A great deal has been written and said about the porous and often arbitrary dividing line between the provision of ‘health’ and ‘social care’ services. From time to time, this also generates litigation, as in the recent case of Forge Care Homes v Cardiff & Value University Health Board. My colleague Ravi Randhawa wrote an excellent piece about the detailed and rather painful parsing of the distinction in that case – ‘Dividing responsibilities between healthcare and social care‘.

National Aids Trust draws attention to the equally fluid and no less arbitrary line between ‘health’ and ‘public health’ functions.

What both types of case have in common is that these categorisations represent nothing that has any substance in the real world. That is also why it is so difficult for legislation to capture the differences between the categories in any meaningful way, and therefore why disputes arise.

The reason for this is that the terms have no inherent meaning because they are merely labels applied by bureaucrats to reflect the often arbitrary way in which duties and powers are (or for historical reasons have been) allocated between institutions. They proceed from an institutional, rather than a patient-centred, view of the world.
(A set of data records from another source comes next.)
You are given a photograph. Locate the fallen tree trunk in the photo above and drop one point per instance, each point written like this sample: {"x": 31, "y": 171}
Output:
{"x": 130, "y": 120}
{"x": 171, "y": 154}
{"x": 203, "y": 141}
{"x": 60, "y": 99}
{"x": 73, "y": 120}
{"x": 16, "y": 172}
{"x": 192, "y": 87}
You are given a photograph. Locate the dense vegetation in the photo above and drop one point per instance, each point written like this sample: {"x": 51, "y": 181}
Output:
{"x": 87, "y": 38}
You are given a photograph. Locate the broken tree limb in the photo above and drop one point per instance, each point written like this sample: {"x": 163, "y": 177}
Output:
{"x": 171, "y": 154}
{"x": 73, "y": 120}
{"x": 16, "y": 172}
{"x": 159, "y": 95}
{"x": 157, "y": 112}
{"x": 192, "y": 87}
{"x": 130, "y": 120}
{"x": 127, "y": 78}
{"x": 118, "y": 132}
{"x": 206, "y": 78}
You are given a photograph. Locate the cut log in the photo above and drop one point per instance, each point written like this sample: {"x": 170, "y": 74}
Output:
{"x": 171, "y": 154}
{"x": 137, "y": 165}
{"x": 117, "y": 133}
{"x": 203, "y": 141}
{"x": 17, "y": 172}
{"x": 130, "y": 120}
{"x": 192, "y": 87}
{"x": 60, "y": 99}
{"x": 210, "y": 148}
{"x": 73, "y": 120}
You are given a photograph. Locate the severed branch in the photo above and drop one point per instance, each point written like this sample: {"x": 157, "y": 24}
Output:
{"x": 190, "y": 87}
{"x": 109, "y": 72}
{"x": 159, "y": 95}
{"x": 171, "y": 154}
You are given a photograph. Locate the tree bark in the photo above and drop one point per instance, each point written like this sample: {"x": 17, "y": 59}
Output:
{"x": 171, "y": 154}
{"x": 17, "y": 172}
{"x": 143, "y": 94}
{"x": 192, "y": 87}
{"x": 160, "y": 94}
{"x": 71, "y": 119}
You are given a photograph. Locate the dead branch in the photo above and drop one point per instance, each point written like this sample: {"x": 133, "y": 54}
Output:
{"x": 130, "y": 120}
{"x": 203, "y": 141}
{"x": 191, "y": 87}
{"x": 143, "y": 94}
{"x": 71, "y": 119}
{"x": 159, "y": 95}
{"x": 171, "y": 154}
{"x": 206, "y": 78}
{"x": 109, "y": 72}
The resulting arguments about who is responsible for what were rightly characterised by the Court of Appeal as ‘bureaucratic squabbles‘ [46].

As the renowned Cleveland Clinic model of integrated care shows, this kind of thinking is of the past, and does not reflect the best way of organising healthcare provision to serve the interests of patients – not even within an individual hospital; still less across an entire health and social care system.

In National Aids Trust the Court made a glancing criticism of the fact that the dispute ended up before it, with public money spent on ‘expensive solicitors and barristers‘ [46]. This is fair enough. But solicitors and barristers merely find themselves having to deal with the legal mess. Perhaps the criticism would have been better directed at the policy makers and legislative drafters who created it.